4. Die belangte Behörde hat schließlich im Hinblick auf die strafgerichtlichen Verurteilungen des Beschwerdeführers in Österreich in einer Zusatzbegründung auch das Vorliegen eines der Asylgewährung entgegenstehenden Ausschlussgrundes nach § 13 Abs. 2 erster und zweiter Fall AsylG - ohne diese Gesetzesstelle allerdings auch im Bescheidspruch zu zitieren - angenommen. Ungeachtet dessen, ob diese Annahme ausgehend von den im angefochtenen Bescheid zugrundegelegten Prämissen gerechtfertigt gewesen wäre, kann sie den berufungsabweisenden Bescheid schon deshalb nicht tragen, weil die belangte Behörde die im Punkt 2. erörterte Rückkehrgefährdung nicht einbezogen hat.
Dazu kommt, dass bei Anwendung der im Erkenntnis vom , Zl. 99/01/0449, auf dessen Entscheidungsgründe gemäß § 43 Abs. 2 VwGG verwiesen wird, entwickelten Kriterien auf den vorliegenden Fall keine der von der belangten Behörde herangezogenen Straftaten geeignet wäre, unter den Begriff des "besonders schweren Verbrechens" im Sinne des § 13 Abs. 2 zweiter Fall AsylG subsumiert zu werden. Ohne Hinzutreten besonderer Umstände, aus denen sich ergäbe, dass sich die vom Beschwerdeführer begangenen Delikte - (wiederholte) gewerbsmäßige Schlepperei mit einer Strafdrohung bis zu drei Jahren Freiheitsstrafe (§ 105 Abs. 2 FrG idF vor der Novelle BGBl. I Nr. 34/2000) und Beteiligung als Mitglied in einer kriminellen Organisation mit einer Strafdrohung von sechs Monaten bis zu fünf Jahren Freiheitsstrafe (§ 278a StGB) - auch subjektiv als besonders schwer wiegend erwiesen hätten, kann aus der Verurteilung zu teilbedingten Freiheitsstrafen von neun Monaten (davon sechs Monate bedingt nachgesehen) bzw. von zwei Jahren (davon 16 Monate bedingt nachgesehen), in deren Höhe die als erschwerend angenommenen Umstände (einschlägige Tatwiederholung und -steigerung) bereits zum Ausdruck gekommen sind, noch nicht geschlossen werden, dass den Straftaten die für ein "besonders schweres Verbrechen" erforderliche außerordentliche Schwere anhaftet (vgl. auch das hg. Erkenntnis vom , Zl. 2001/01/0494). Entgegen der Meinung der belangten Behörde konnte aber angesichts der Art der vom Beschwerdeführer begangenen Delikte auch nicht gesagt werden, dieser stelle im Sinne des § 13 Abs. 2 erster Fall AsylG bzw. des Art. 33 Abs. 2 erster Fall FlKonv eine konkrete Gefahr für die "nationale Sicherheit" dar (vgl. zu diesem Begriff etwa Kälin, Grundriss des Asylverfahrens (1990) 225 ff, und auch das hg. Erkenntnis vom , Zl. 95/20/0247, mwN, wonach es sich dabei um Umstände handeln muss, die den Bestand des Staates gefährden; in diesem Sinn ist auch das obiter dictum ("So ist durchaus der Fall denkbar, dass fortgesetzte Schlepperei von zahlreichen Personen auf Dauer geeignet ist, die Grundlagen der staatlichen Ordnung oder gar die Existenz des Aufenthaltslandes (durch schwerste Beeinträchtigung der guten Beziehungen zu einem anderen Staat) zu gefährden.") in dem im angefochtenen Bescheid - die wesentliche Passage allerdings nicht wiedergebend - zitierten Erkenntnis vom , Zl. 95/20/0079, zu verstehen).
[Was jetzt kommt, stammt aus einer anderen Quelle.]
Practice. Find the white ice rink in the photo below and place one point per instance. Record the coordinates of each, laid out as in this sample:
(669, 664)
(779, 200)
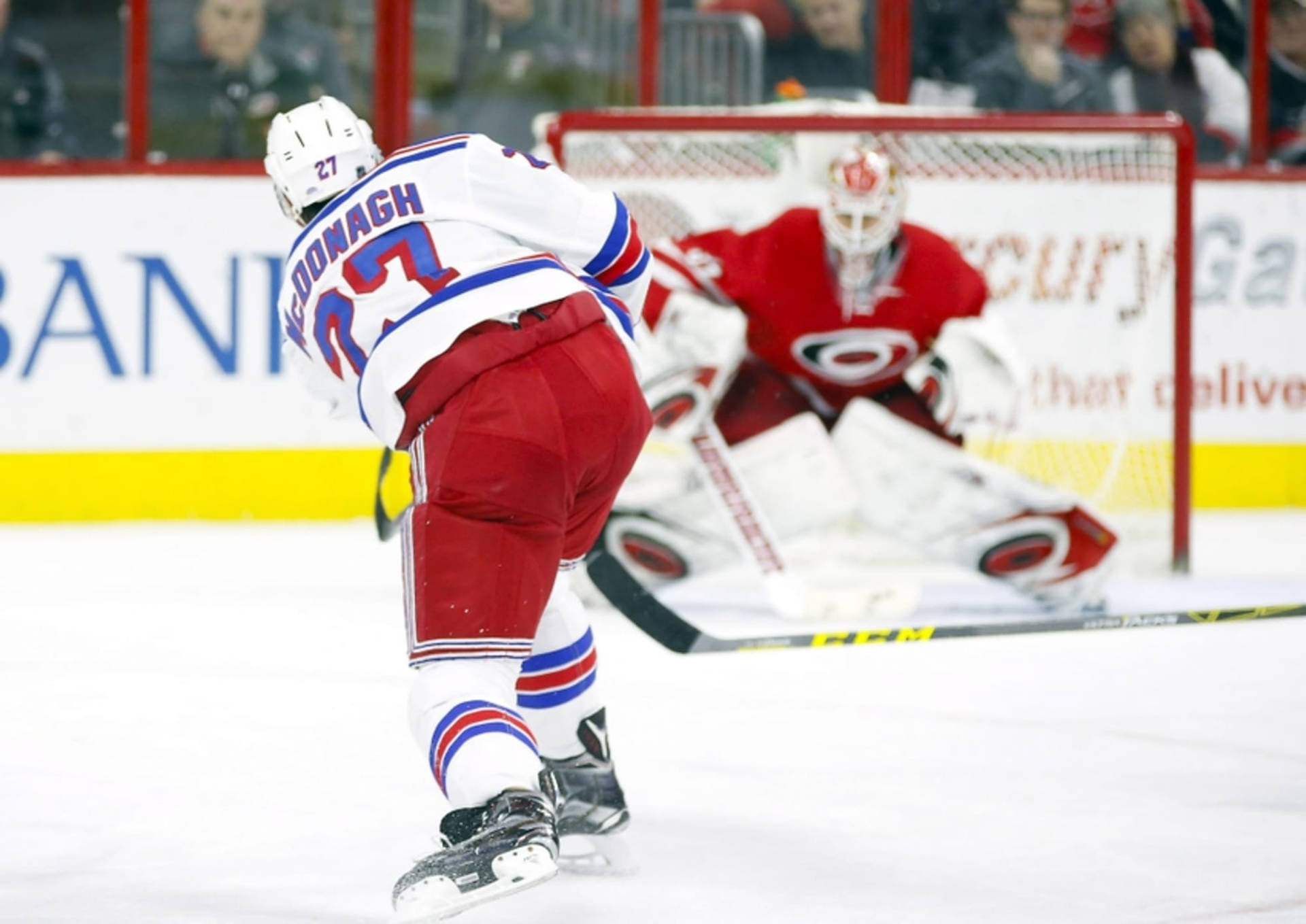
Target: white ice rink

5. Diese Überlegungen führen somit - da der Verwaltungsgerichthof den angefochtenen Bescheid anhand der Sach- und Rechtslage zum Zeitpunkt seiner Erlassung zu überprüfen hat - ungeachtet der seither eingetretenen Änderungen der Lage im Irak zur Aufhebung des angefochtenen Spruchpunktes gemäß § 42 Abs. 2 Z 1 VwGG wegen Rechtswidrigkeit des Inhalts.
Der Kostenzuspruch gründet sich auf die §§ 47 ff VwGG in Verbindung mit der VwGH-Aufwandersatzverordnung 2003.